A better solution than diving right into the cold water of occupational commitments is to set up a non-tech morning routine. Your routine can be anything you like. Maybe it’s making a hot breakfast. Perhaps it’s exercising or meditating. Just be sure that it doesn’t involve screens, pings, or phone calls. Stress expert Jordan Friedman suggests that you “start the day with something that brings you joy, like expressing gratitude, taking a walk outside or reading an article related to your greatest passion.”
Though it’s nice to incorporate something healthy into your ritual for an added mental and physical wellness boost, you don’t have to go that route to get some benefits. As long as you’re not handing over your time to work or technology, you’re doing good things for your spirit.
3. Divide your duties into hourly chunks.
Have you ever looked at your daily to-dos and instantly felt your heart rate increase and your blood pressure rise? This is a common reaction to seeing what appears to be an endless list of time-consuming responsibilities.
A method to make all those responsibilities look less daunting is to structure your activities by hour. This is what Laura Mae Martin does, according to a piece on time management published in The Wall Street Journal.

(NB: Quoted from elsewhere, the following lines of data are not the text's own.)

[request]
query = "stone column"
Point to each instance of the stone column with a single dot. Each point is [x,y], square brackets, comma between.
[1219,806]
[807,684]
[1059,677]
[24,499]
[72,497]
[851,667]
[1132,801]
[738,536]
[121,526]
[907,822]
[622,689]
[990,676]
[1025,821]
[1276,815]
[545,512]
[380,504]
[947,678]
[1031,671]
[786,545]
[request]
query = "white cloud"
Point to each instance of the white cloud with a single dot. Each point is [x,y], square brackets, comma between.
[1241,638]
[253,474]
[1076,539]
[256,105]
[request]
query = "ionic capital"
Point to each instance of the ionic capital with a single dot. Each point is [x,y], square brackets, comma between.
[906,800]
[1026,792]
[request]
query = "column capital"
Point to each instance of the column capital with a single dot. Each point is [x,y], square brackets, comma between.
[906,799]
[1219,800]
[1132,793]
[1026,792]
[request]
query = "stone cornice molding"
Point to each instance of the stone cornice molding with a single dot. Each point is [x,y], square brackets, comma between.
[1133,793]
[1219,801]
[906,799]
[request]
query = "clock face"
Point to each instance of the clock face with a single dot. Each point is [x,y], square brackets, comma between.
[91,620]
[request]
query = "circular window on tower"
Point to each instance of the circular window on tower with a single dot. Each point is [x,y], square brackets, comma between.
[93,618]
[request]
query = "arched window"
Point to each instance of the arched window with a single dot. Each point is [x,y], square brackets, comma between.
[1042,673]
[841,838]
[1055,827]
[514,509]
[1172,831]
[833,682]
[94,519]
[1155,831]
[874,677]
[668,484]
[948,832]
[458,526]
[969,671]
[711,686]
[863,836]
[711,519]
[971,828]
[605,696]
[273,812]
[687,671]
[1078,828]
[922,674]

Martin, a Google executive productivity adviser, sees this activity as akin to setting an agenda for a meeting — except your daily agenda is just for you: “If you set an agenda for a meeting, everybody is in the right place mentally, they know exactly what you’re going to talk about, and the meeting starts right away, and you’re on topic,” explains Martin.
You can “chunk” your to-dos the night before or in the morning. Either way, you’ll find it simpler to tackle your list systematically. As a result, you’ll reduce that heavy feeling associated with being overburdened by a looming checklist that seems impossible to finish.
Burnout might affect a majority of workers, but it doesn’t have to be an inevitability. Being proactive can prevent you from experiencing consistently high anxiety and frustration levels, leading to a happier, healthier life.